My seventeen-year-old self was humiliated by her timing, but I suppose I saw it as inevitable that everyone who could afford to do so would willingly give themselves up to the scalpel at some point. After all, my father's office exhibited an ever-growing display of autographed photos of his famous patients -- the Has-Been Gallery I called it, for who else would need plastic surgery?
I think back on those photos and it pierces me with sadness to think of how many of them became my father's friends and how many of them are now dead and gone: Frank Sinatra, Michael Landon, Buddy Hacket, Robert Goulet, Eddie Fisher, Harry Gaurdino, Willie Shumaker. We hung out backstage with them before Vegas shows or sat by their pools at their homes in Beverly Hills. I watched "Star Wars" on video in Michael Landon's bedroom with his daughter while our parents went out to dinner and helped drag Eddie Fisher to bed when he passed out at our dinner table with a mouthful of rice.

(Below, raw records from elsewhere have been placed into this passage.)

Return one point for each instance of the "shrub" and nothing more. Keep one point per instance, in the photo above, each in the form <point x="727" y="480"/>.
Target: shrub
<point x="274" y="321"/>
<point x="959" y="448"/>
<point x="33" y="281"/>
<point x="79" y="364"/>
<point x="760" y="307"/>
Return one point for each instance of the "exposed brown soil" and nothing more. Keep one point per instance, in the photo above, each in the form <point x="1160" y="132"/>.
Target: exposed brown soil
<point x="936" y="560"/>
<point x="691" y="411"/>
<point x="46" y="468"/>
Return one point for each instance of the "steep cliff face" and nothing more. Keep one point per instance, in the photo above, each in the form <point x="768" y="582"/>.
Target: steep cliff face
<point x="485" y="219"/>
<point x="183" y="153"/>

They all let my father cut them and I never questioned the decision to be cut instead of aging as nature intended. Aging was something to fight. One surrendered to the knife, not to gravity. Surgeons traded work with each other; I saw my father come home bandaged and stitched or his head dotted with hair plugs. Age was an enemy to be fought and combatted.

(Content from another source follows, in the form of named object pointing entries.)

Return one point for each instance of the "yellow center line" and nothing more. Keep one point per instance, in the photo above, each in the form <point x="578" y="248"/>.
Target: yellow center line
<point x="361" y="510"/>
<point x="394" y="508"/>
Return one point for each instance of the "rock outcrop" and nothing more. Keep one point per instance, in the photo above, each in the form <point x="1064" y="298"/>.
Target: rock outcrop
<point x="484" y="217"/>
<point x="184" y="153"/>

I had my first Botox injections at 36 -- free of course, courtesy of my father's office. Unfortunately, I did not marry a man who could afford Botox. Shortly after, I found out that I was pregnant with Babygirl; pregnancy and nursing would rule out Botox for some time to come. At 37, my father brought up the idea of surgery.
"What are you, coming up on 38?" he asked. "Hmmmm. You have some jowling and some loose neck. That divorce really aged you."

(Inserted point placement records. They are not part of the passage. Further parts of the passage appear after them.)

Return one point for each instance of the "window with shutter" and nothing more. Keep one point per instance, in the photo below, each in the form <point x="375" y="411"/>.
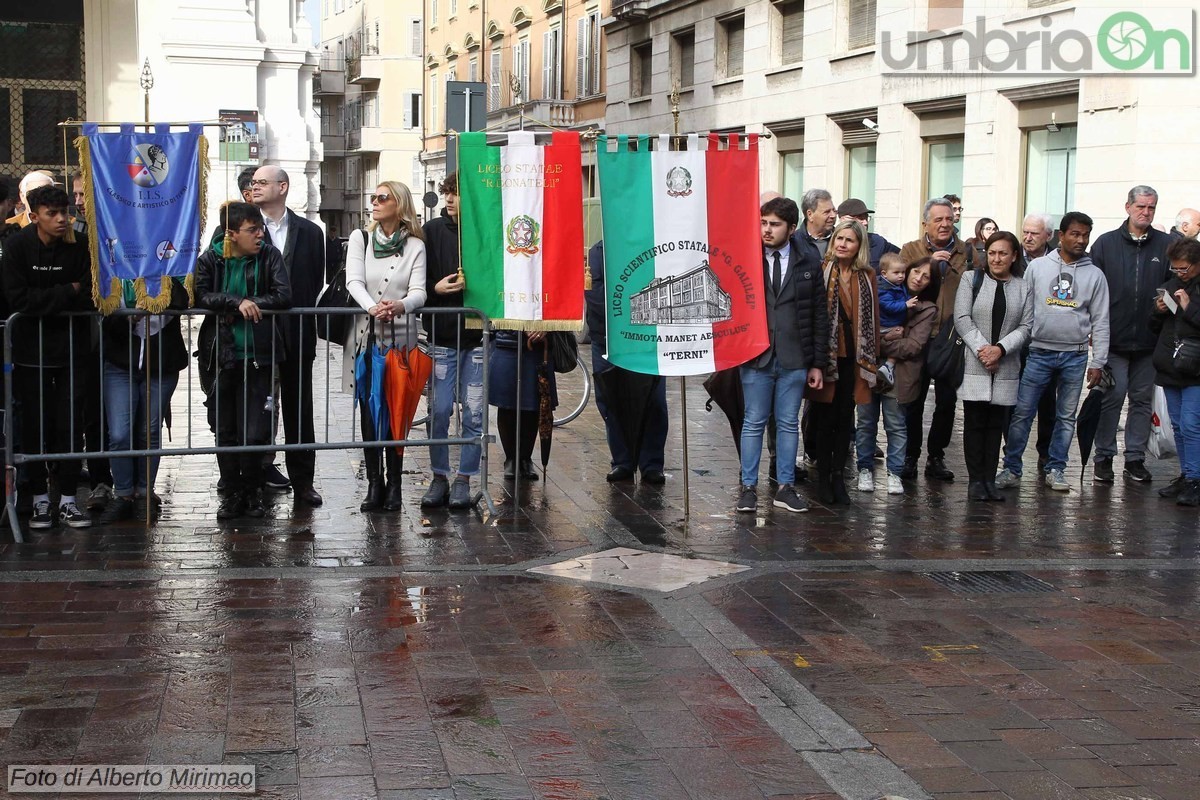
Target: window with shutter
<point x="791" y="31"/>
<point x="642" y="60"/>
<point x="493" y="74"/>
<point x="594" y="53"/>
<point x="581" y="58"/>
<point x="732" y="42"/>
<point x="862" y="23"/>
<point x="684" y="52"/>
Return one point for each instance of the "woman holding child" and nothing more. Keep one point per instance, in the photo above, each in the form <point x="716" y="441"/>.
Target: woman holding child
<point x="853" y="355"/>
<point x="994" y="314"/>
<point x="903" y="347"/>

(My father never could get over the perfidy of my first husband, who abandoned me and my newborn for one of his former law school classmates. It really stuck in my father's craw that the woman I was left for was a former patient; my father had transformed her from an "A" cup to a "C" over Spring Break of their final year in law school. At cost!)
Wow, though. I thought I could use some Botox, but jowling? Loose neck?! I'd never been so depressed in my life. I've looked in the mirror since, pulling my flesh upwards to see how I'd look with a face lift. The skin smooths out; the lines disappear.
Yes, I've always thought of cosmetic surgery as normal, but it is different now that it is imminent and that it is me we're talking about, not Melissa Gilbert's mother.
My feelings are mixed. On one hand, if I am going to do this, it needs to be done sooner rather than later, before all of my father's collegues are retired or dead. When that happens, who will give me a free face lift? I will unlikely be able to afford to pay for it myself; the opportunity will have passed.
On the other hand, the idea of someone messing around with my face is very, very scary. I remember peeking in while my father performed a face lift, his body braced against the effort of jerking and pulling the patient's bloody flap of skin. Her whole face lifted and moved, as though she was wearing a mask.
I know someone who knows someone who knew someone who died during a tummy tuck. What if I slip over the thin thread of life that holds the patient during anaesthsia, leaving my three girls to be raised by The Husband?
Indeed, what kind of example am I setting for them by undergoing elective surgery to serve my own vanity? Teenager points out that very thing.
"What kind of an example are you setting?" she asks. "What's wrong with just aging? Why does everyone want to look like they're in their 20s? This is a stupid idea. You can't get a face lift."
But the date is set, my parents are coming. The ball is rolling, thundering, crashing down the hill and I feel powerless to stop it. I flinch, awaiting the knife.